Amantadine in Acute Care
Amantadine is a dopamine agonist that acts both pre- and post-synaptically to enhance dopamine activity (Meythaler et al. 2002). Dopamine is thought to be involved in frontal lobe stimulation and plays a role in behavior, mood, language, motor control, hypothalamic function and arousal (Sawyer et al. 2008). Amantadine was initially developed for prophylactic use as an antiviral agent in the prevention of influenza A, but is now commonly used in the treatment of Parkinson’s disease. Amantadine’s properties as a potential neuro-active agent were quickly recognized (Zafonte et al. 2001). Researchers believe that amantadine could significantly improve arousal in comatose patients. Potential side effects include over-stimulation, peripheral edema, livedo reticularis, and lowering of the seizure threshold (Schneider et al. 1999). The favourable risk-benefit profile of amantadine suggests that it may be an attractive treatment option for inducing arousal from coma (Hughes et al. 2005).
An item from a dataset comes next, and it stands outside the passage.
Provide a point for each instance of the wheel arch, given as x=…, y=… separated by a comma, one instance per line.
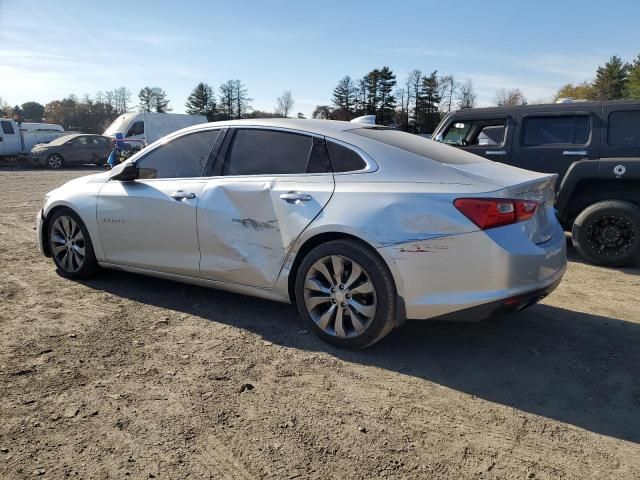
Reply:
x=311, y=241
Neither the American Association of Neurological Surgeons nor the European Brain Injury Consortium has made recommendations regarding amantadine use in ABI management.
A single RCT explores amantadine’s effectiveness for improving consciousness in adults. Meythaler and colleagues (2002) found that patients who received amantadine initially made significant gains on the Disability Rating Scale, Mini Mental Status Exam, Functional Independence measure-Cognitive domain, and the Galveston Orientation and Amnesia Test, with no further gains made during the placebo phase. Interestingly, patients receiving the placebo first made smaller, but still significant gains. Of note, these patients made further improvements on all measures when switched to amantadine (Meythaler et al. 2002). The authors note that while patients receiving placebo initially made some natural recovery, patients receiving amantadine made more pronounced improvements. Furthermore, the improvements made by patients receiving amantadine in the second six week period suggests that amantadine aids in recovery at various stages of recovery. Other studies have also shown that Amantadine reduces DRS scores (Whyte et al. 2005) and improves GCS scores compared to standard therapy alone (Saniova et al. 2004).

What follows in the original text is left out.